Hablo con una amiga que lee Afrodita desenmascarada. Y de la conversación me brotan de nuevo las ganas de escribir sobre lo que de verdad me apetece, sobre lo que se me cruza por la cabeza. Sea o no política, sea o no economía, siempre será sobre algo humano. Sobre la emoción de un nuevo proyecto (siempre hay uno en el horizonte, como mínimo), sobre la frustración de la comunicación, sobre la inutilidad de los “nunca-suficientemente-alabados” avances de la ciencia. Curamos el cuerpo, y no siempre, y no sabemos casi nada de lo más divertido de la mente, ni podemos demostrar casi nada de lo que no es meramente carne, huesos y sangre.
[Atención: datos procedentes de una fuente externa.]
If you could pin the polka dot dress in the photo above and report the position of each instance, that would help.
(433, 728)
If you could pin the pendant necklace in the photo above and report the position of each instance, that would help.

Hacemos volar cohetes espaciales y no sabemos qué aconsejar a un alumno de primer curso que no sabe qué quiere hacer con su vida. Teoría de sistemas, psicología de las finanzas, fragilidad de las instituciones… y al final, estudies lo que estudies, leas lo que leas, te vas a la cama con la sensación de que la solución va por otro lado, por un sitio que ninguno de nosotros ni siquiera adivinamos, que no llegamos a sospechas de lo sencilla que es. Y mientras tratamos de acertar, nos entretenemos haciendo lo que podemos, justificándonos, exhibiéndonos u ocultándonos, y consintiéndonos un poquito de verdad, la real, la que reside en la belleza, de la que hablo con Ricardo, la que perciben los niños, la que nos calma la ansiedad. La única verdad.

Y ahora llamadme hereje. Qué le vamos a hacer. Un beso, Cecilia.